Sunday, June 18, 2006


Thank God John Fogerty Is Playing These Songs Again...

DVD Review: John Fogerty-The Long Road Home In Concert

I never saw Creedence Clearwater Revival in concert. I saw most of the other great bands and artists from the sixties era--from Hendrix to Joplin to the Jefferson Airplane. But never Creedence.

And for years it appeared I would never be able to hear great songs like "Who'll Stop The Rain?," "Green River," and "Born On The Bayou" in concert because John Fogerty, the man who wrote all those great songs and scores more over a remarkable four year period from 1968-1972, simply refused to perform them.
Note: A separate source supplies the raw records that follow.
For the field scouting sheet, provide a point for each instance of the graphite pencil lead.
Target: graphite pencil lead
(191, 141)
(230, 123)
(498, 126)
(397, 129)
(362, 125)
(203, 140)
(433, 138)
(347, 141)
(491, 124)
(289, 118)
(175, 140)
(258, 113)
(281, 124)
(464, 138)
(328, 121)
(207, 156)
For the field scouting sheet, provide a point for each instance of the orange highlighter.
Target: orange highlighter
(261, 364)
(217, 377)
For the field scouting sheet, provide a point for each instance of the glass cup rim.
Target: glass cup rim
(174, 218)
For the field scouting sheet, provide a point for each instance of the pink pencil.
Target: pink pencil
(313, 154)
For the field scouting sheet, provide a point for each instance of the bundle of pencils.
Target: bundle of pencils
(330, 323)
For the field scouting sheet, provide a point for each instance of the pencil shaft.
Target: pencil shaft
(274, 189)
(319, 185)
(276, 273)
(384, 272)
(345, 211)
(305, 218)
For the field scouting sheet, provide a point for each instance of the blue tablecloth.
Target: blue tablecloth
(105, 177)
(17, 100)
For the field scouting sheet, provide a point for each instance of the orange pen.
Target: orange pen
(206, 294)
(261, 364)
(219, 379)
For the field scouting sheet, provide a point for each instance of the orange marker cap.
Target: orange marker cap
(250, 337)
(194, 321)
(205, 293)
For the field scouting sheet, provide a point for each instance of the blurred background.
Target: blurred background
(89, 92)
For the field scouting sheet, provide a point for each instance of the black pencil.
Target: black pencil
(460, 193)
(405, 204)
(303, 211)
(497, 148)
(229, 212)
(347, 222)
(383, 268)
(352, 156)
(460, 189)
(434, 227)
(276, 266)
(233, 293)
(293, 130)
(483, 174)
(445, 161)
You see, Fogerty was at the time embroiled in a series of lawsuits, both with his former CCR bandmates, and his former label Fantasy Records, over the rights to those songs.

So when he decided to once again perform them a few years back, nobody was happier than me. I've seen Fogerty perform them live numerous times since then with various backing bands.

The first time was at the Gorge Ampitheatre on the banks of the Columbia River on a gorgeous August night with a band featuring the great Kenny Aronoff on drums. The one-two punch of "Born On The Bayou" and "Green River" which opened that show gave me chills it was so good.

Then in 2004, I got to see Fogerty backed by the great E Street Band on the Vote For Change tour. The version of "Fortunate Son," one of the greatest antiwar anthems ever, played that night was positively explosive.


Then just last year, I heard Fogerty live with his new band on a double bill with another great American songwriter, John Mellencamp. This was the best of them all. Flanked by a couple of other great guitarists, Bob Britt and Billy Burnette, Fogerty was absolutely in his element on this particular night. As underated a guitarist as there is in all of rock music, Fogerty stretched out his swampy cajun funk that night in gloriously extended jams on songs like "Keep On Chooglin."

The concert captured on this great new DVD was recorded just a few nights later at Los Angeles' Wiltern Theatre with the same band. Simply put, this may just be Fogerty's dream band. The man has never sounded better. Not to disrespect his former CCR bandmates, but these songs played by this crack band sound as fresh here as though they were recorded yesterday.

And they are all here. "Proud Mary," "Bad Moon Rising," "Have You Ever Seen The Rain," "Down On The Corner," and the list just goes on and on.

By today's standards, it is truly remarkable that so many of these great songs were released on four albums over the span of a mere eighteen months from 1968-70.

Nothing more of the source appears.